You can still do the same as George's new setup.

I have altered my homemade pine hood to allow the pipes in the side and by George,<---- he, he pun, the man is right the CO2 bubbles are going up 2 inches then dispersing at all angles when the current takes them.

Call me a copycat I don't mind.  When you see something and the results show it works then it has to be tried.

Everthing George does at the moment seems to turn to gold so I for one and watching his tanks very closely, he, he.

Andy


----------



## Ed Seeley (31 Dec 2007)

You're not wrong about George's tanks, but I'm going to stick with just the Juwel kit for now.  I have three out of four planted tanks running great with just internal filters and I like them!    My Ehiem can stay on my 40g upstairs!

The only modification I'm thinking of is possibly upping the flow rate, either by swapping the impellor (as this apparently increases the flow without swapping pumps) or by putting a Hydor Koralia pump in the tank as well.  I'm just not sure about seeing the pump sticking to the glass...
To be honest that will depend a lot on the CO2 as I've never used glass diffusers before and am not sure how much current will be needed to get good diffusion.  I was toying with injecting CO2 mist into the juwel filter somehow, but I'll need to have unit in my hands to really figure that out; I do have a few ideas though...

I might also switch the bottom two sponges for sintered glass media, like I use in my only external, as I like using this stuff and I'll be able to add mature media from my Ehiem meaning no need to cycle the tank!

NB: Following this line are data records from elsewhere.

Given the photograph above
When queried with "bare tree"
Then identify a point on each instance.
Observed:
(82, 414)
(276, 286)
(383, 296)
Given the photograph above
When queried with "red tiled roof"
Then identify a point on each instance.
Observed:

And after all the hassle I've had getting this tank and cabinet approved any modifactions that can be seen outside the tank will be pretty much impossible!  This is an 'on display tank'!


----------



## GreenNeedle (31 Dec 2007)

I guess with the Juwel filter being on the back right then if you position your diffusor the same place as George has his then it should be a similar curren.  Is the outflow left and the inflow front of the unit?

I have to ask cos I've never owned a Juwel, in fact never owned a brand new tank. lol

Andy


----------



## Ed Seeley (31 Dec 2007)

SuperColey1 said:
			
		

> I guess with the Juwel filter being on the back right then if you position your diffusor the same place as George has his then it should be a similar curren.  Is the outflow left and the inflow front of the unit?
> 
> I have to ask cos I've never owned a Juwel, in fact never owned a brand new tank. lol
> 
> Andy



I haven't got a Juwel yet either!!!  Got to go pay tomorrow!    I'm just hoping it arrives before I have to back to work next Monday!  I doubt it though...   

There are outlets near the top and the bottom, I think the top one is on the front and the bottom one is at the side.  The oulet then comes out of the side, near the top and directs the current along the tank.

I'm thinking that I might be able to fit a mini diffuser in the upright tube that the pump sits on so the mist would travel up that, into the impellor and then get sprayed around the tank.  Once I've paid for the tank and know when it'll arrive, I'll buy a couple of diffusers, a bigger one that would work in the tank and a tiny one and see if I can get it to work!


----------



## Lisa_Perry75 (7 Jan 2008)

I know you decided not to use the lights from AE, but they are 10% off at the moment if anyone else wants them...


----------